ISC 1 currently contains the College's chemistry department and eight biology researchers. The second phase of the ISC will completely renovate Rogers Hall. ISC 2, which will be completed in 2009, will house the psychology department and more offices for biology faculty members. The third phase of construction is currently being planned.
"The Integrated Science Center, in its first two phases, allows our Biology, Chemistry, and Psychology faculty to involve students in cutting-edge research and teach them science in a hands-on manner that would not be possible without vastly upgraded power, equipment, and research laboratories in the new buildings," said Carl Strikwerda, Dean of Arts & Sciences.
Paul Heideman, chair of the Department of Biology, said that the new facility is designed to support faculty members' passion for research, "and because we are William and Mary, the ISC is also designed to support students as part of cutting-edge research."
He noted that 300 students every year will do research in the ISC with the intent to contribute toward publication.
"This is not playing at research," he said. "This is real research."

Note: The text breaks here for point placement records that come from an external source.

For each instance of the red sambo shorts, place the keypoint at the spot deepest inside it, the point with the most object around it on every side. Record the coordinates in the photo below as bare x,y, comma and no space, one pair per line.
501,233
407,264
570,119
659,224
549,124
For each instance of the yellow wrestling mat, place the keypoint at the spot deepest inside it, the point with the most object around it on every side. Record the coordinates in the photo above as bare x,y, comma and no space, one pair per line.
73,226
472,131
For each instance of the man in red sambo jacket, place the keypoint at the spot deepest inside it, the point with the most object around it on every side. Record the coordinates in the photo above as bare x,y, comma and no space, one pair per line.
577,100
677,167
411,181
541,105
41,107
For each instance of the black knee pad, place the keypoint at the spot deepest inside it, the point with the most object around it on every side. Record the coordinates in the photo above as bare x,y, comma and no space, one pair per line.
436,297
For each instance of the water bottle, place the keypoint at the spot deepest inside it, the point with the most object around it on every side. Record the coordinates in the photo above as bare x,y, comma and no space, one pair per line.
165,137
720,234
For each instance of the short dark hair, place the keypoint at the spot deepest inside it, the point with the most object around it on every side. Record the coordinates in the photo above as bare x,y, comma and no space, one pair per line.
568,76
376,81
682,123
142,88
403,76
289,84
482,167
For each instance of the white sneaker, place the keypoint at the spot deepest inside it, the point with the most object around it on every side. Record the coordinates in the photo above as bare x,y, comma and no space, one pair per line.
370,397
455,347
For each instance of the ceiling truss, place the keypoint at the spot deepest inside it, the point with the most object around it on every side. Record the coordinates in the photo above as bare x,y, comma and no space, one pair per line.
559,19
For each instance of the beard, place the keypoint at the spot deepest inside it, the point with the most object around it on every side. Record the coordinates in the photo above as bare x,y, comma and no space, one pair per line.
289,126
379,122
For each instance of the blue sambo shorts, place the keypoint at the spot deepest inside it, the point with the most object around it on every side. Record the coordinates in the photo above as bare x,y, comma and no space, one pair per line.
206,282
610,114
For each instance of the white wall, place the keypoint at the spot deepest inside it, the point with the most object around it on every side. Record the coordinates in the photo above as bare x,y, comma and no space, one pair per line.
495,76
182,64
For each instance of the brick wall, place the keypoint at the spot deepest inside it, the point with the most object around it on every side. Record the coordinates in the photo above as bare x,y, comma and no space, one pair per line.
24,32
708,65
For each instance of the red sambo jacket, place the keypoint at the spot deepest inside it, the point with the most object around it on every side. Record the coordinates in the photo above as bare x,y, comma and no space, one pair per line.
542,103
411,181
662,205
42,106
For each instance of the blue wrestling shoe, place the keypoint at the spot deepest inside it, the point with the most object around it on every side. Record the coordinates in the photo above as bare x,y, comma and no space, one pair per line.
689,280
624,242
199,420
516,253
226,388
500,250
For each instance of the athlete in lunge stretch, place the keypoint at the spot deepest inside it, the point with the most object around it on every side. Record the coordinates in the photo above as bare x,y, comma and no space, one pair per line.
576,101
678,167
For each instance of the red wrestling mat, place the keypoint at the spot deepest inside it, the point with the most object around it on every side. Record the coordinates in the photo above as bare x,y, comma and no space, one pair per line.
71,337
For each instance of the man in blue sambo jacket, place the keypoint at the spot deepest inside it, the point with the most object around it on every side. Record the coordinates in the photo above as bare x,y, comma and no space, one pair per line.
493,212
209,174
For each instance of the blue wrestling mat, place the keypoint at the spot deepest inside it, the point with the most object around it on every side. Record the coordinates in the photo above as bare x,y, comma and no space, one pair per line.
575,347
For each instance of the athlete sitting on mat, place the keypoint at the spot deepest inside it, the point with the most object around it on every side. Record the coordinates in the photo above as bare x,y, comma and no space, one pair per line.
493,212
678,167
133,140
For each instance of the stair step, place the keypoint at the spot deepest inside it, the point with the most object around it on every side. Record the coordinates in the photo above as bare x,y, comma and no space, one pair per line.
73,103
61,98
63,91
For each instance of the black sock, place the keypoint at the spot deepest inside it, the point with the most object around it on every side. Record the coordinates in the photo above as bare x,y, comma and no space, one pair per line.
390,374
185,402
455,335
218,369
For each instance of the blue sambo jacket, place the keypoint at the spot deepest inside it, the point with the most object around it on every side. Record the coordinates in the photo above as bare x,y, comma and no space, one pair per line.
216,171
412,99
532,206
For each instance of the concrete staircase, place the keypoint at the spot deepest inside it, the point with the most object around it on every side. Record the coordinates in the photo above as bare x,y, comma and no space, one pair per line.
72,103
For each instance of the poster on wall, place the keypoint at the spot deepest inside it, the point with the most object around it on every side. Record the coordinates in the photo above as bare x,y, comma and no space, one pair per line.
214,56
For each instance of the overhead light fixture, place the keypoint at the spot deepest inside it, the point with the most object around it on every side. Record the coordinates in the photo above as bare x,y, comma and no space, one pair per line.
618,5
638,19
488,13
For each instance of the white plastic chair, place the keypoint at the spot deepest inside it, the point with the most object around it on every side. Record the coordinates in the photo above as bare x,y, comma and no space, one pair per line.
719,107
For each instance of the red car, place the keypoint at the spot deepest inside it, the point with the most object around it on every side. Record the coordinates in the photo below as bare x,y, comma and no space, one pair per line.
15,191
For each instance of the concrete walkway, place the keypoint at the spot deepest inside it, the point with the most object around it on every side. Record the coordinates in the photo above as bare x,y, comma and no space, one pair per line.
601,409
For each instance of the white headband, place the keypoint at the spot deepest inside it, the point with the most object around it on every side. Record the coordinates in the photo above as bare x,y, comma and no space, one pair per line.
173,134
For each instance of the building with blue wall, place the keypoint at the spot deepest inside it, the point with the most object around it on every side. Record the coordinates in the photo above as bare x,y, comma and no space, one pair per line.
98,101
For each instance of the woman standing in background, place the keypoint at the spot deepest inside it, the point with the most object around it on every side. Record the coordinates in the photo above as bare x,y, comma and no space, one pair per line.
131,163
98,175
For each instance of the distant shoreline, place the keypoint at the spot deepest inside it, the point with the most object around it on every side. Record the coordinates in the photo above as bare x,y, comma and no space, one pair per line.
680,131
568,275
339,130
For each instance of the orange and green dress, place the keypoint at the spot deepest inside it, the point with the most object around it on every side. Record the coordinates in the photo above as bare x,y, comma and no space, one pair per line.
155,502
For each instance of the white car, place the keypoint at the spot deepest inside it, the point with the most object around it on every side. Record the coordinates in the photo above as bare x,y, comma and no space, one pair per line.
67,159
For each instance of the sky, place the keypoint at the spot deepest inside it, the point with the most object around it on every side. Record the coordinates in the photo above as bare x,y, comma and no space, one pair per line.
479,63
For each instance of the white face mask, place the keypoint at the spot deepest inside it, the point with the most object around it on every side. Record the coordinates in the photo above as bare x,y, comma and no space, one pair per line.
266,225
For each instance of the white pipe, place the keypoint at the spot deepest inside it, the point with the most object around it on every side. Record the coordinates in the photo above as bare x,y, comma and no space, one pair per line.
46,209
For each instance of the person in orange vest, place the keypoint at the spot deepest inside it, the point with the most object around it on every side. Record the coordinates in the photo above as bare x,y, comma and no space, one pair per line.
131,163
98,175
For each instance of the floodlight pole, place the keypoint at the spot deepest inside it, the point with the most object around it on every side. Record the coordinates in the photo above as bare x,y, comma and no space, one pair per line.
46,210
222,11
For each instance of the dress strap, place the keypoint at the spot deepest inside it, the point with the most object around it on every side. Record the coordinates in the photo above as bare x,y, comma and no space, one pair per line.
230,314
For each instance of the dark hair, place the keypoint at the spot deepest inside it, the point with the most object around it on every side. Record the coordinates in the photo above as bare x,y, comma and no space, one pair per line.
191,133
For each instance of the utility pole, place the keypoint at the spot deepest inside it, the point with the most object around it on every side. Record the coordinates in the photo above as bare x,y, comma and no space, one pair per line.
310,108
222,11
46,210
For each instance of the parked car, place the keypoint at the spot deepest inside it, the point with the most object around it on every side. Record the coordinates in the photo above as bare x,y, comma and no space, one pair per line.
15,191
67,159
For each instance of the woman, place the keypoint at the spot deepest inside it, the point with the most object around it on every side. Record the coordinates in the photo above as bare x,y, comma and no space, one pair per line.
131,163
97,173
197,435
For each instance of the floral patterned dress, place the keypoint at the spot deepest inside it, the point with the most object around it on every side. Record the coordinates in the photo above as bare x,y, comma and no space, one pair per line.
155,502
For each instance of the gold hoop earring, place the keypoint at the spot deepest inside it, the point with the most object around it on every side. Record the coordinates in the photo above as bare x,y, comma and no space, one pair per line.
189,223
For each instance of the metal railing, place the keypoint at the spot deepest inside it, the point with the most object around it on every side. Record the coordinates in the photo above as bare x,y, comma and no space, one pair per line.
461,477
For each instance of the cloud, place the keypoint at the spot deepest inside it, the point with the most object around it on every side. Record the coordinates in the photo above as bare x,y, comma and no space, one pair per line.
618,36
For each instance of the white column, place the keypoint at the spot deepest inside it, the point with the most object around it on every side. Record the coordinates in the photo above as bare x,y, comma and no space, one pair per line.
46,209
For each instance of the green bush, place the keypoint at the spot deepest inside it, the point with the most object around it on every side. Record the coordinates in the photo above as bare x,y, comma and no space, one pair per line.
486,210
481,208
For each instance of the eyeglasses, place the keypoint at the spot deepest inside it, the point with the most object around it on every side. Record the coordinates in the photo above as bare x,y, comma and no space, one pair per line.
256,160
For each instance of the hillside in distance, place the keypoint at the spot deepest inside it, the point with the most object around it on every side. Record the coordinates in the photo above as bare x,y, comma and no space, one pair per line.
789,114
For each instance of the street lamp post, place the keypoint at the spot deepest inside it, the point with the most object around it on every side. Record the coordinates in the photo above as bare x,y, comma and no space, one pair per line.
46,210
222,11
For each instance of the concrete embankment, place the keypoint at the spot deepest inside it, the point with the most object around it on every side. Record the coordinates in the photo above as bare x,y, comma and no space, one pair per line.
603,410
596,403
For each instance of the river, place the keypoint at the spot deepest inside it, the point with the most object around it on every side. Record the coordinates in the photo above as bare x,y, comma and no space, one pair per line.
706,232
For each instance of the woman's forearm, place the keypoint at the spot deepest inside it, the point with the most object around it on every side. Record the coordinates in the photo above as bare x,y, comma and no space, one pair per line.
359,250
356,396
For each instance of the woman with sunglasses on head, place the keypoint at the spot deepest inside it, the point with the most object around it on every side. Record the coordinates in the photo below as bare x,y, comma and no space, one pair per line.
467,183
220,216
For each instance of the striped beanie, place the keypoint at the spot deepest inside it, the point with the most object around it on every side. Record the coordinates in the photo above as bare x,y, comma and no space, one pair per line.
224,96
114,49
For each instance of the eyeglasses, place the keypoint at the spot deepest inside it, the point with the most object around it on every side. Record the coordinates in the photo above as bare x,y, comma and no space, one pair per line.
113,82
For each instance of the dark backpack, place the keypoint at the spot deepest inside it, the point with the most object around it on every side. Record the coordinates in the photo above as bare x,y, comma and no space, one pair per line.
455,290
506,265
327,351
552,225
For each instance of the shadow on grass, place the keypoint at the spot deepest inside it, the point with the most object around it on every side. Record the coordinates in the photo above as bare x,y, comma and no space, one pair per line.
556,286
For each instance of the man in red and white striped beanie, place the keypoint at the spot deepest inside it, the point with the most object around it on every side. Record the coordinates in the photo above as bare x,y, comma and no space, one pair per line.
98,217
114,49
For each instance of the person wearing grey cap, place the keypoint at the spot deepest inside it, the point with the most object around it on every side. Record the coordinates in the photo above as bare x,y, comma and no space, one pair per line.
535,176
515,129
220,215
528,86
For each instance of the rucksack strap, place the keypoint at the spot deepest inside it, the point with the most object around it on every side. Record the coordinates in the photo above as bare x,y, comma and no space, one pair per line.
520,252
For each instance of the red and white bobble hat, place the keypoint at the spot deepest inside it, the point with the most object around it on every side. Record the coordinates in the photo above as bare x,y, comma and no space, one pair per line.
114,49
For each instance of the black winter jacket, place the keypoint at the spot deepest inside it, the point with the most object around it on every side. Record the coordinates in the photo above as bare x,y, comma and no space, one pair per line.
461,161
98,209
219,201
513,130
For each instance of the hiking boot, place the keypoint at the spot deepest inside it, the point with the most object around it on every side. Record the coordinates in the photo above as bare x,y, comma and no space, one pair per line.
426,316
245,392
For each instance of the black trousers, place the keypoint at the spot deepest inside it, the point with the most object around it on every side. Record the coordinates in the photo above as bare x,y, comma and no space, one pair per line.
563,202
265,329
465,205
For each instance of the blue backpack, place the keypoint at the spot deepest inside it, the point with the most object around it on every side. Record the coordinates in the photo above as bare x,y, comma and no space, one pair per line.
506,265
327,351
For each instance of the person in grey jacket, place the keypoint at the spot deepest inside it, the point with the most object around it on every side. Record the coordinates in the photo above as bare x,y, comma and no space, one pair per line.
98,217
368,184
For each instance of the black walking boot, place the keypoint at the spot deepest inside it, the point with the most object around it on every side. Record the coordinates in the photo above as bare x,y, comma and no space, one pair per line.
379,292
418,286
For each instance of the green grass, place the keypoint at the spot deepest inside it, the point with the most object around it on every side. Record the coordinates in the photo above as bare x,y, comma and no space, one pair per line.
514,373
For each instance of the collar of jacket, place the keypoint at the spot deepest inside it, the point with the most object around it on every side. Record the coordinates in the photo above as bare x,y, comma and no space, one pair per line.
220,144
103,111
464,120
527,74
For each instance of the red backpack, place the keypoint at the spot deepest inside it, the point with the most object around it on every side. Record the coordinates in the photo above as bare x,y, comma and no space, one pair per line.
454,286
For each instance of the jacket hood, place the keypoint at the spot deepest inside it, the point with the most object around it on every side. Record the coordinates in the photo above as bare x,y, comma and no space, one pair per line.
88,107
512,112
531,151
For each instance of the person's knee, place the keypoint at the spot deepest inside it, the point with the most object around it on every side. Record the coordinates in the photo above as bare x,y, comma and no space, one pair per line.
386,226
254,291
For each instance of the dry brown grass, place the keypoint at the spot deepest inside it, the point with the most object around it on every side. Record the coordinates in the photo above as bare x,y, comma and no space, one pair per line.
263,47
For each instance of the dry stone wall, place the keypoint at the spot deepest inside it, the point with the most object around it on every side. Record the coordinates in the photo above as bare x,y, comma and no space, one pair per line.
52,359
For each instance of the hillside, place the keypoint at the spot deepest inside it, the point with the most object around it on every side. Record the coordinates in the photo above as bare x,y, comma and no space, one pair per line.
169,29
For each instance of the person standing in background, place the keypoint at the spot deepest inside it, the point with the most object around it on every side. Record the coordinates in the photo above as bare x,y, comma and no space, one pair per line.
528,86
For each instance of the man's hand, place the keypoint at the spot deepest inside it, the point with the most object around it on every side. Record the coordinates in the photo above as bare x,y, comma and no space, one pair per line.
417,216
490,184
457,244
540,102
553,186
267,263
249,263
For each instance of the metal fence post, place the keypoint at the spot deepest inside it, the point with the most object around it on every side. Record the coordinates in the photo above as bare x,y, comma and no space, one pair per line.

Brooklynd Saar, a senior chemistry major and Dintersmith fellow, discussed the differences between Rogers Hall, where the chemistry department was located, and the ISC. She noted problems with Rogers' ventilation system and climate controls, which occasionally made it "rain" inside because of heavy condensation.
"Because of a number of logistical problems and due to sheer spatial issues, the Rogers building was really hindering the students' ability to experience the full potential of undergraduate research here at William and Mary," she said. "However, I think this new building will continue to allow undergraduate research here in William and Mary to really stand out as truly one of the best, and I think that this will allow us to send out our undergraduate students fully prepared to be successful in both professional life and at graduate school."
During his remarks, Reveley thanked the state and private donors, including Board of Visitors member Sally Gore, for their support. Virginia Governor Timothy M. Kaine visited ISC 1 this summer.
An official dedication of the ISC will be held when phase 2 is completed next year.